Juniper & Ivy’s Frank Magnasco Makes Manhattans

The Manhattan is one of those classic cocktails that begs for a riff. The basic recipe is pretty straightforward: two parts whiskey, one part sweet vermouth, and two or three dashes of bitters. It’s best served up in a coupe glass after a good stir with ice.

"Bourbon choice—that dictates everything else," says Frank Magnasco, a bartender at Little Italy’s Juniper & Ivy, whose take on a classic Manhattan, The Tribeca, earned him one of six finalist slots in the Manhattan Experience national cocktail competition, happening Monday in New York.

It’ll be a homecoming of sorts for Magnasco, who spent three years at New York’s famed Tavern on the Green—and before that at Tribeca’s White Street—before moving to San Diego last fall.

The competition is sponsored by Woodford Reserve, so Magnasco had the option of using Woodford rye, regular Woodford, or Woodford’s double-oaked bourbon. He liked the smoothness of the double-oaked, and after trying four different sweet vermouths, went with Carpano Antica because it paired best with the bourbon’s vanilla flavors.

For bitters, Magnasco went with Bittermens' orange cream bitters for subtlety, and Woodford’s spiced cherry bitters to bring some fruitiness to the cocktail. He named it Tribeca (a Manhattan neighborhood) "to honor that point in my career and create an elegant, elevated Manhattan."

 

Juniper & Ivy’s Frank Magnasco Makes Manhattans

For his garnish, Magnasco cuts an orange peel "pocket square" that he expresses over the cocktail, rubs lightly over the stem and outside of the glass, and then clips it to the rim, "for the olfactory experience," he says. "I didn't want to just dunk the orange peel in the glass." Its triangle shape pays homage to Tribeca.

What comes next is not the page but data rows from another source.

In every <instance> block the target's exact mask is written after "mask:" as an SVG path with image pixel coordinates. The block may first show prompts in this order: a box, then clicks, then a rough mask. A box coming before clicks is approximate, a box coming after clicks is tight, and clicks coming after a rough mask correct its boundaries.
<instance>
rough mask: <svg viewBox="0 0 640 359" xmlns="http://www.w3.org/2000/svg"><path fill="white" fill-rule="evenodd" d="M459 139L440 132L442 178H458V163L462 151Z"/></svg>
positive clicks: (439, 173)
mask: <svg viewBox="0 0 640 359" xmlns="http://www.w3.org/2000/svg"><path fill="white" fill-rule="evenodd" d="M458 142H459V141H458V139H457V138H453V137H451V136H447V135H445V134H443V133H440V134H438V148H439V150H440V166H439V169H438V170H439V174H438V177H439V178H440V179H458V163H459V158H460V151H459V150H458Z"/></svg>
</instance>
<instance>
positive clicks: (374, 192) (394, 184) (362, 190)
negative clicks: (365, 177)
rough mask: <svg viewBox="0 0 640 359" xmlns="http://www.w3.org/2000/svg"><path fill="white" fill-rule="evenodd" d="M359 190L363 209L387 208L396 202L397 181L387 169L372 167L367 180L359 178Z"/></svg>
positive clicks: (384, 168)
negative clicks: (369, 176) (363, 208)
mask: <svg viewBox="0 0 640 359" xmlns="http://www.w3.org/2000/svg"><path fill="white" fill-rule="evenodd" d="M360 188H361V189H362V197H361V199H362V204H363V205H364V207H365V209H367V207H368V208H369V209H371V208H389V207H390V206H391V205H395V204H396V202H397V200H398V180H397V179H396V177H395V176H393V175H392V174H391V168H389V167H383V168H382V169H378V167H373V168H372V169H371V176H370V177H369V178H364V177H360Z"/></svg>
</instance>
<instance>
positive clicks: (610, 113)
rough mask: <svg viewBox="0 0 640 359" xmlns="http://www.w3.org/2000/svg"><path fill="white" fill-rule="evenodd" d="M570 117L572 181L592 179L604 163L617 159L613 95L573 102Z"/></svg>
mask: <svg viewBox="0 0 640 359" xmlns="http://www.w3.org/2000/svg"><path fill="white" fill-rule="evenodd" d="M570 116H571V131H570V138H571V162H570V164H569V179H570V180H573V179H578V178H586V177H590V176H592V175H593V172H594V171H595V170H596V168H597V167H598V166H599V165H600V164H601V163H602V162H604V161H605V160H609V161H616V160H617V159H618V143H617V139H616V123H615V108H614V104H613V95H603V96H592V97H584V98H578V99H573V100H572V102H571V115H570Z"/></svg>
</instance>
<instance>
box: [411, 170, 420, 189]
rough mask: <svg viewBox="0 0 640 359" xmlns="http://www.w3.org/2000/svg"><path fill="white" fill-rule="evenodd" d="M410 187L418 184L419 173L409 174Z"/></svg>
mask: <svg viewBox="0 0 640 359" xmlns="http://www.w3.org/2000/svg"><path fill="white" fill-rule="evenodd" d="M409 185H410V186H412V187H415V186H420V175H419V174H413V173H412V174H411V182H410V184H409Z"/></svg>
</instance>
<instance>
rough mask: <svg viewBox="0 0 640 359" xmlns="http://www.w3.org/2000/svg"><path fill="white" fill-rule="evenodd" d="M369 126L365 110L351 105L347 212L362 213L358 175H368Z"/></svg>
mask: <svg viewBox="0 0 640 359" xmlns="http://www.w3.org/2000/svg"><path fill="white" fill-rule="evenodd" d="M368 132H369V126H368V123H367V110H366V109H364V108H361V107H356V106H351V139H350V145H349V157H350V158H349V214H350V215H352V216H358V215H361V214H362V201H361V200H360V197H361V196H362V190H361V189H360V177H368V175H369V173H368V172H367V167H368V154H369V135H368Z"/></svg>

The competition called for two cocktails—a Manhattan and a riff on a Manhattan. For the latter, Magnasco wanted to create something that was relatively easy to make and didn’t require esoteric ingredients. He figured the caramelized, vegetal quality of an easy-to-make roasted fennel syrup would go well with Woodford Reserve. The sweetness of Cointreau paired with Dolin's dry vermouth turned the cocktail into a Perfect Manhattan variation. 

"The taste, when I put this into a glass, was really surprising," Magnasco says.

 

Fennely, It Has Happened to Me

2 oz Woodford Reserve
.25 oz Dolin dry vermouth
.25 roasted fennel syrup*
.5 ounce Cointreau
Dash of Angostura bitters

Stir with ice and strain into a glass. At Junpier & Ivy, it’s served with a bit of saffron salt on the rim and garnished with a bit of fennel root that’s been dipped in simple syrup and dehydrated.

*Easy fennel simple syrup: Roast fennel on 350 degrees for 45 minutes. Make a basic simple syrup, but include the piece of roasted fennel.